Dark Water(2002)
Written By: JR
Edited By: Grave Reviews Staff
Film Information
Director: Hideo Nakata
Producer: Takashige Ichise, Kyle Jones, John Ledford, and Mark Williams
Screenwriter: Koji Suzuki, Ken’ichi Suzuki, Yoshihiro Nakamura et. al.
Date of release: November 9, 2002
Cast:
Hitomi Kuroki as Yoshimi Matsubara
Rio Kanno as Ikuko Matsubara (6 yrs. old)
Mirei Oguchi as Mitsuko Kawai
Asami Mizukawa as Ikuko Matsubara (16 yrs. old)
Fumiyo Kohinata as Kunio Hamada
Rating = 3/5 Graves
***May contain some spoilers***
Synopsis
Yoshimi Matsubara struggles to keep custody of her young daughter, Ikuko Matsubara, after filing a divorce. She is battered with defamation by her husband, Kunio Hamada, claiming that she has psychological issues to undermine her chances of winning the dispute. As Yoshimi and her daughter move out to a derelict apartment to start anew, they are bothered by leaks from the ceiling. By then, unsettling visions of a little girl start to occur, drawing them to uncover what’s behind the doors of the room above their apartment unit.
The Gore Factor
Water equates blood in this film as rain permeates the district where a single mother and her daughter struggle to survive the detriments of divorce. There is almost no actual violence at all except for flashbacks of a little girl drowning inside a water tank with no responsible guardian to save her from the tragedy. To such a degree, it is impressive and eerie that a friendly element such as water is used to concoct disturbing images.
The Grave Review
Alongside Ringu, Dark Water (2002) is proof to director, Hideo Nakata’s ingenuity to seek horror from the prosaic. Although it’s easy to compare it to Ringu due to recurring motifs, the film secludes itself through spurring an ominous mood behind a quiet narrative. It conveys a parable of child abandonment as a consequence of an unsound marriage and conceals a reservoir of despair beneath tides of terror.
The setting itself, a jaded apartment building run by slumlords, serves as a ghoulish character. It is as forbidding and hostile as Edgar Allan Poe’s House of Usher or Shirley Jackson’s Hill House. The creaking architectural junk conspires to portray Yoshimi and Fumiyo’s declining relationship. More so, it juxtaposes gentrification with the little girl’s tragedy, pointing neglect as the culprit. There is also an inconvenient thought at the back of the mind that Yoshimi and Ikuko would rather stay in a cursed building plagued by malevolent forces rather than live with a contemptible man. Apart from that, stills in offices and classrooms exude a gloomy atmosphere with drab colors, all the more muted while the district is drenched by the irreverence of rain.

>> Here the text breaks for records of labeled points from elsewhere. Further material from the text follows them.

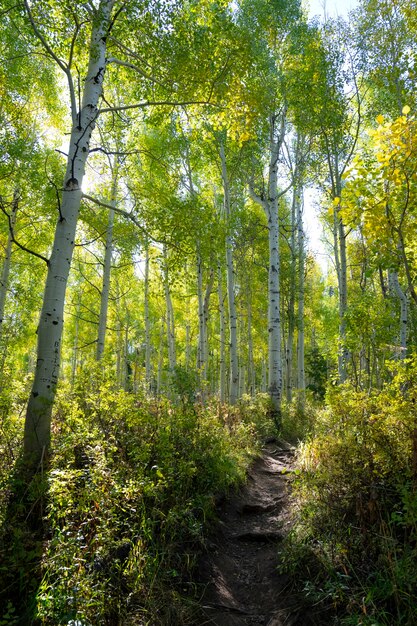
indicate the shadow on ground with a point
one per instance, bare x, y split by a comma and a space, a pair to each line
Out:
239, 572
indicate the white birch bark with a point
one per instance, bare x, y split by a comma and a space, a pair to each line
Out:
222, 333
234, 367
270, 206
4, 282
160, 358
301, 383
291, 301
105, 288
38, 417
251, 365
396, 288
148, 347
172, 357
201, 347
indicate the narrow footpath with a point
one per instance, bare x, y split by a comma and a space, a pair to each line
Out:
239, 572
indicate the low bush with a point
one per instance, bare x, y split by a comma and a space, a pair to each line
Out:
355, 538
131, 491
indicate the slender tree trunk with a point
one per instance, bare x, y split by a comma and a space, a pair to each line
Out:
74, 363
396, 288
270, 206
222, 329
148, 347
160, 359
4, 282
274, 312
291, 300
339, 236
38, 417
301, 383
105, 289
201, 347
234, 367
251, 365
172, 356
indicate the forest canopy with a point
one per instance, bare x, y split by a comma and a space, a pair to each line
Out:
154, 160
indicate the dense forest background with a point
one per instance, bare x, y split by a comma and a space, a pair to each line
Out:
161, 312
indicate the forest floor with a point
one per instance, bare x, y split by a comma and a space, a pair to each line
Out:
240, 570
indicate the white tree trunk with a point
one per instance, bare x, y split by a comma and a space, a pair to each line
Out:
38, 417
201, 347
396, 288
234, 367
105, 289
274, 313
160, 359
270, 206
301, 383
148, 347
222, 331
172, 356
4, 282
251, 365
291, 301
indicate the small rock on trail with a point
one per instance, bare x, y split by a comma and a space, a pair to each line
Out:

Similar to a Stanley Kubrick style of framing, the camerawork utilizes blurred images and CCTV footage through an old cathode ray tube to instill fear through teasing. Hitomi Kuroki’s acting is noteworthy in exacting the tics and dramatic notes of someone grappling to debunk the shadows of her mental illness while being hounded by the supernatural. Ikuko’s innocence is also a huge factor in tweaking truths from reimaginations, exceptionally captured by the young actress, Rio Kanno, especially during the climax. The only downside of the film, visually, is the silly CGI used to illustrate Mitsuko’s mossed body.
The effects used to charge water in motion are lifelike whether it is dripping, leaking, bubbling, or flooding. Water is deemed as a cruel entity and an overwhelming misfortune in the film which mirrors the plight of Yoshimi, drowning in the pressure of being a responsible single mother after all the stress of processing her divorce. Everything in the film aligns with the sweet silent pathos it tries to deliver, except for an overdone denouement wherein the dialogue is written with a heavy hand. The last scene shows the viewers a grown-up Ikuko sentimentally talking to the ghost of her mom in the same spot where she lost her. It is quite too much and the film loses a little bit of the subtlety that it has been pursuing to flaunt all the while.
Nevertheless, the film spars, without putting on a fight, to exhaust the audience’s tolerance for the macabre. Nakata has, indeed, verified his repertoire of the craft, having created an overcast horror film that dwells in plausibility to inspire menace.
For the foregoing reasons, Grave Reviews gives Dark Water (2002) three graves out of five graves.